Y la armadura, con su continente rígido:
—¿Quién charla ahí?
—Soy yo, vuestra vecinita de hace cuatro días. ¡Qué sola me encuentro! No sé por qué me trasladaron aquí, desde aquella galería tan alegre, tan asoleada, con su alcahaz de aves cantoras, con sus chorrillos de agua, y sus plantas exóticas, que encubrían con los abanicos verdes de las hojas, las líneas purísimas de mi cuerpecito hermoso.
—¡Miren la presumida!
—Aborrezco la hipocresía; recuerdo que en tiempos muy remotos, pasé años y años contemplándome en las aguas de un estanque: su fondo verdoso, reflejaba temblando de gusto mi gentil figura; después, los espejos de este caserón, se disputaron mi imagen, apoderándose de ella en todas partes y por todos lados, sin respetos ni miramientos; las gentes que me contemplan con casto mirar, celebran las líneas de mi cuerpo, que penetran puras en la fantasía, sin que rocen ni manchen los sentidos. No puedo negar que soy hermosa. ¡Nací en Grecia, patria del arte!
—Y yo en Italia, patria del arte también. Dos siglos corrí el mundo entre gloriosas aventuras, hasta arrumbar mis abollados miembros en la armería de los Montieles, venerables dueños mios. En ella encontré descanso á mis andanzas guerreras; pero hace cuatro días me trajeron aquí para dar guardia de honor en la ante-cámara nupcial del duque de Montiél.
—¡Guardia de honor! No tanto, vecinita mía. Sepa usted que hemos venido aquí, para adornar las habitaciones íntimas de los nuevos esposos, con joyas del arte y con trofeos de sus antepasados.
—¡Mentís, vecina, mentís!
—¡Qué palabrotas!
—Que mentís digo. Yo, la que vencí en Italia, la que primero entró en Haarlem, la que sintió dentro de sí palpitar y latir tres generaciones de esforzados caballeros, venir á dar en muñeco ornamental de la antecámara de unos novios.
—Eso, eso, en bibelot recien llegado de París.
—Y todo, quizá, por un capricho de la nueva duquesita; será niña casquivana, capáz de engalanarse con el nombre de Montiél, sin saber del heróico pasado de la casa en que penetra.
—¡Qué lengua! ¡Qué boquirota!
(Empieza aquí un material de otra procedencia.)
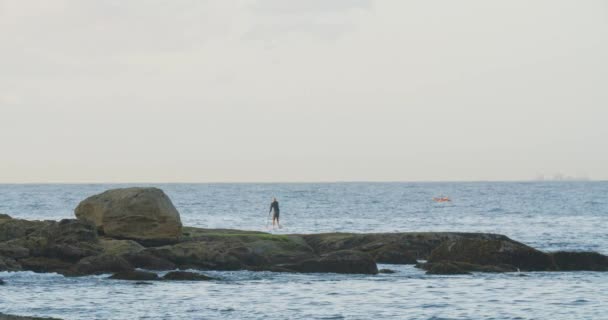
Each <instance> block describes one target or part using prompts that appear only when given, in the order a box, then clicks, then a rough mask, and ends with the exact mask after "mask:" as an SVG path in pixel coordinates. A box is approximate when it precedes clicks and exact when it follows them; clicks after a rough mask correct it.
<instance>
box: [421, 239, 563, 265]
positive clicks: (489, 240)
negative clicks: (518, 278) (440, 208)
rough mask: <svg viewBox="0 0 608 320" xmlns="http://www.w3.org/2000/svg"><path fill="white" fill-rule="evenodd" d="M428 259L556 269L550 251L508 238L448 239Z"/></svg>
mask: <svg viewBox="0 0 608 320" xmlns="http://www.w3.org/2000/svg"><path fill="white" fill-rule="evenodd" d="M428 262H429V263H437V262H463V263H468V264H471V265H479V266H495V267H499V268H506V269H514V270H518V269H519V270H522V271H546V270H552V269H553V261H552V260H551V257H550V256H549V255H548V254H546V253H544V252H541V251H538V250H536V249H534V248H531V247H528V246H526V245H524V244H521V243H519V242H516V241H513V240H511V239H508V238H507V239H506V240H485V239H457V240H451V241H446V242H444V243H442V244H441V245H440V246H439V247H437V248H436V249H435V250H433V252H431V254H430V256H429V259H428Z"/></svg>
Y el duque, ¿porqué no ha prohibido esa ofensa tan grave inferida á su linaje?
—El duque... ¡ah! Ni V. ni yo le conocemos; embebecen sus días los cuidados de la patria, esta patria grande, que sus mayores forjaron á hierro y fuego. Ya vé Vd., es senador y al mismo tiempo es guerrero, guerrero, claro está, á la moderna, un general valiente, según cuentan y gallardo. Si él supiera que estoy aquí, él, que respetará las armas y armaduras de su estirpe sin exponerlas á humillaciones y bajezas.
—Resígnese V. vecina, como yo me he resignado.
—V. está en su lugar; V. nació para ser eternamente objeto de adorno.
—Es verdad. ¡Modesto papel! Y sin embargo, la humanidad entera se rinde ante mí, soy la diosa de los amores.
—Y yo reina de las victorias, en los campos de batalla.
—Tal vez; pero tú, triunfas sobre los cuerpos, yo, triunfo sobre las almas.
—¡Orgullosa Venus! á tí te adoran los hombres; á mi me adoran los pueblos.
—Triste condición la tuya, hueca armadura, solo serviste para matar hombres.
—Y tu, para matar sus corazones.
—Me envidias, implacable guerrera, porque mis triunfos están simbolizados en una cuna y los tuyos en un sepulcro. Yo doy la vida, tu das la muerte.
—Pero es muerte que redime. Yo doy gloria.
—Yo doy más; doy el amor.
A este punto llegaban del animado diálogo, cuando la armadura vió á la luz escasa de la estancia, una sombra que avanzaba.
—Silencio chiquilla, que viene mi señor.
Y era la verdad; el duque de Montiél, vestido de general, colgantes del pecho cruces, arrequives y garambainas, penetró en la antecámara inquieto, husmeante.
Venus, clavó en él su mirada, y al ver á un guerrero achaquiento, encorvado y caduco, volvió el rostro á la armadura, que ya corrida estaba y sin más palabras, soltó una carcajada fresca y sonora.
Cortó la risa burlona de Capitolina, la aparición de una mujer; la duquesita, joven, hermosa como un ángel.
Su presencia estremeció de placer á Venus y de despecho á su vecina.
El de Montiél tambaleando, echó al cuello de la esposa sus alfeñicados brazos y entre melosas caricias le dió un beso de amor.
La armadura, lanzó entonces á la faz de Venus, tan solemne risotada, que hizo tomar tonos de rosa, al mármol blanco de Paros.